The C1 server which I was able to start the operating system with, was part of a bigger device. You could not use it without other devices. Either you plugged it into a “test bench” which you used to be able to test and develop the device or you plugged it in another set of hardware. That specific hardware was actually what made it very interesting. The small credit sized C1 device was fitted on another board with 18 other devices like it. We called that board a blade because of the way it slid in an ACTA chassis. It was almost like Matryoshka dolls. The chassis had been chosen because the company belonged to Iliad. One of the sister companies was Free, a major European telecommunication operator, and they also used this chassis for their custom hardware.
C1 blade and C1 chassis. Not a sword but for sure a box
All told, in a single rack, we filled close to a thousand physical servers. You had three chassis, each with sixteen blades, each with nineteen servers. A grand total of 912 servers. In 2013, the maximum you could fit in a single 42U rack with publicly available hardware was about 405 physical servers using HP Moonshot 1500. Not only was it at least a twofold increase in the number of servers, it would use significantly less electricity as well. One full rack of C1 servers would use less than one full HP Moonshot chassis. You could really sense the nascent soft power of ARM devices.
I remember being in the server room of the laboratory and seeing all these LEDs blink. Each pair of lights was a server. Not a very powerful one but still an individual physical server. The amazing thing was that with just the hardware in that room, it surpassed the total number of servers I had seen in my life. I had been in data centers already but this one chassis replaced a dozen racks. It was truly amazing.
My tasks at the time were doing the last qualifications tests of the whole assembled system. Each part had been tested individually, now everything needed to be tested together. It was a lot of manipulation work such as seating the devices, sliding the blades in or out. Checking internal values in the firmware, operating system or software. Checking that the LEDs blinked according to those states.

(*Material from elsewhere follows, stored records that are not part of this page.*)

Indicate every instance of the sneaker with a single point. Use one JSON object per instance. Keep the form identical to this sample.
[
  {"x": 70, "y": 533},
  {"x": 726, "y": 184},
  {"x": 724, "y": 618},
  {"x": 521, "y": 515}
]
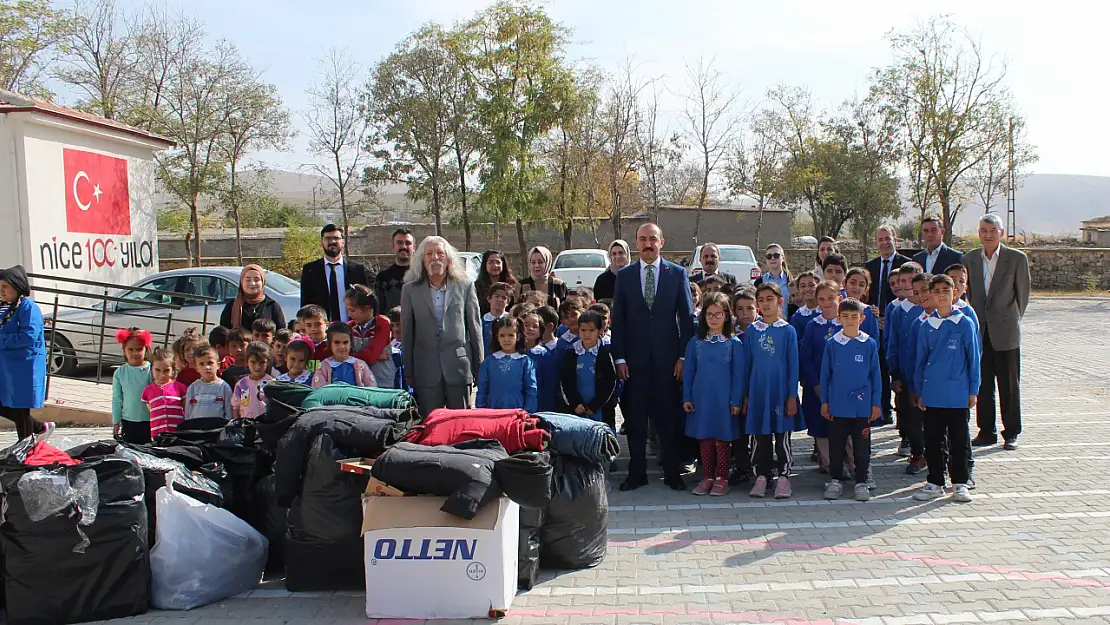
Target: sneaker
[
  {"x": 863, "y": 493},
  {"x": 783, "y": 489},
  {"x": 759, "y": 489},
  {"x": 703, "y": 486},
  {"x": 916, "y": 465},
  {"x": 961, "y": 493},
  {"x": 928, "y": 493},
  {"x": 719, "y": 487}
]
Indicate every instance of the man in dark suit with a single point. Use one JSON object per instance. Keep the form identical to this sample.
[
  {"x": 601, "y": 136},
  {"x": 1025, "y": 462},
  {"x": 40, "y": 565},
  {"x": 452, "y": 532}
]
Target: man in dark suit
[
  {"x": 936, "y": 256},
  {"x": 998, "y": 290},
  {"x": 325, "y": 281},
  {"x": 880, "y": 295},
  {"x": 653, "y": 320}
]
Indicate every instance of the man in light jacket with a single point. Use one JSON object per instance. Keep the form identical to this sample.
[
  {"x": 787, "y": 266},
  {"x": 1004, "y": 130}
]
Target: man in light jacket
[{"x": 441, "y": 328}]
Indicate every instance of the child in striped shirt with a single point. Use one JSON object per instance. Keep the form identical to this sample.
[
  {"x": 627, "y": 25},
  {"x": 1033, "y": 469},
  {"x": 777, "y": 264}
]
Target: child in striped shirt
[{"x": 165, "y": 396}]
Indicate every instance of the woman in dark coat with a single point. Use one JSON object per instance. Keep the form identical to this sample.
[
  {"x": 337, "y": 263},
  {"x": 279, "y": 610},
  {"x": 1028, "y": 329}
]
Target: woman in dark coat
[
  {"x": 22, "y": 355},
  {"x": 252, "y": 302},
  {"x": 494, "y": 269}
]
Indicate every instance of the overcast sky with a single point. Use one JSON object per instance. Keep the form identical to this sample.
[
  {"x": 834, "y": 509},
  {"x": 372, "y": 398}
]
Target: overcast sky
[{"x": 1056, "y": 51}]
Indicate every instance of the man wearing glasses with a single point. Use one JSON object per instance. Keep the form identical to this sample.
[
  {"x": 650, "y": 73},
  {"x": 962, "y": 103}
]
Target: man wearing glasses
[{"x": 325, "y": 281}]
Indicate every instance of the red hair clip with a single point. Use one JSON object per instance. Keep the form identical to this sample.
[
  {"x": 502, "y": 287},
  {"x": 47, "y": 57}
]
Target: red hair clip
[{"x": 124, "y": 334}]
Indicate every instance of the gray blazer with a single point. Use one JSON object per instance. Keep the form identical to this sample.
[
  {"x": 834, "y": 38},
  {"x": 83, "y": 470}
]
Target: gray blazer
[
  {"x": 999, "y": 311},
  {"x": 452, "y": 354}
]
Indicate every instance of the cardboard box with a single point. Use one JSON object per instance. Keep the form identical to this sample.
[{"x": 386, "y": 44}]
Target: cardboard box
[{"x": 423, "y": 563}]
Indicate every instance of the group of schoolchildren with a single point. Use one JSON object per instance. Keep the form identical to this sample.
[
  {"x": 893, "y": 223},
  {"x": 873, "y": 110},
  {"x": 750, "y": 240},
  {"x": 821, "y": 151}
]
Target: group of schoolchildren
[
  {"x": 744, "y": 368},
  {"x": 158, "y": 389}
]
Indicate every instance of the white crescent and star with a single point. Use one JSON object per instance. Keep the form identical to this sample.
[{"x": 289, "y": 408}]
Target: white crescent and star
[{"x": 96, "y": 191}]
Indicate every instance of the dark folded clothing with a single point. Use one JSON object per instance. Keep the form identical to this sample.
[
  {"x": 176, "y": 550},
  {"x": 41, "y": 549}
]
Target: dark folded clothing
[{"x": 462, "y": 473}]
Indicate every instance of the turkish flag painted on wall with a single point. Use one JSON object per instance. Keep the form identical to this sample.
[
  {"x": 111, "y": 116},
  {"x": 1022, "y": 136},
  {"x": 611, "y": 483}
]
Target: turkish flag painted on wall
[{"x": 98, "y": 198}]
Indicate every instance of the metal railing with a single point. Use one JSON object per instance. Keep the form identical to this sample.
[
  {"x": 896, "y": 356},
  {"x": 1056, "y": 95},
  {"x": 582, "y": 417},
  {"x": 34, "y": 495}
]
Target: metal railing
[{"x": 69, "y": 326}]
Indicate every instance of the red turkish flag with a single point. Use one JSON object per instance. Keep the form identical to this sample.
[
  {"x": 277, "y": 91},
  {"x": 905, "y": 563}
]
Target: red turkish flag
[{"x": 98, "y": 200}]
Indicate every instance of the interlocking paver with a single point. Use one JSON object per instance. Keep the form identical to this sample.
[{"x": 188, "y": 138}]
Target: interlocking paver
[{"x": 1031, "y": 547}]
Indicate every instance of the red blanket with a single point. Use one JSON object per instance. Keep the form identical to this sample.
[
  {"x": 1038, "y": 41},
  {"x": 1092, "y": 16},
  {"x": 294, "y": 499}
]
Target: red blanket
[{"x": 514, "y": 429}]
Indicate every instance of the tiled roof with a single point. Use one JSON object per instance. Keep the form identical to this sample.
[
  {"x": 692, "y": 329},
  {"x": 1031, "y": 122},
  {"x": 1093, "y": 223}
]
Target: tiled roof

One of the memorable moments was when I was testing a feature to get the individual output of a C1 device. I slid the blade in, turned on the device and configured the chassis to forward the output. Nothing happened. No output for eighteen devices. I double checked the internal states, then I turned to the firmware software. I used an internal feature to check some data. There was an unexpected value. Not knowing what to do I asked Gregoire.
He fired up the electronic design automation (EDA) tool. Directly zoomed in to a specific place on the board and followed on a particular copper trace. The screen displayed different colors and lines as he moved through the design. He found the error, the bug was a trace in a middle layer of the PCB.

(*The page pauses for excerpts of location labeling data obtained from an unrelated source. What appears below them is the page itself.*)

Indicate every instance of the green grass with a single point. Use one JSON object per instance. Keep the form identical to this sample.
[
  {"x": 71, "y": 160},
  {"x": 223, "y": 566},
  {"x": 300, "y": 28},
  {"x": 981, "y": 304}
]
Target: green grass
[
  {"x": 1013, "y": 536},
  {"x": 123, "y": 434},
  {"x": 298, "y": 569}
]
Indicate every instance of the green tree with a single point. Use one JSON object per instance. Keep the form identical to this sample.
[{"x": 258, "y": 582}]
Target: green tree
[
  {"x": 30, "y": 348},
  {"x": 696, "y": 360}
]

He took one of the blades, compared the locations to the screen, then told me that was going to do a “hardware patch”. He took out a cutter and chose carefully the location and started scratching the PCB until he hit the trace to cut it. He handed it back to me, I plugged it and this time it worked. I was dumbfounded. This was magic to me. Little did I know that over the next months and years, this would become routine for me. In the meantime, it was such an eye opener. I could feel I was going to really enjoy working in the lab.
Have you had a situation where a seemingly unrelated action fixes your problem? How do you connect the dots afterwards?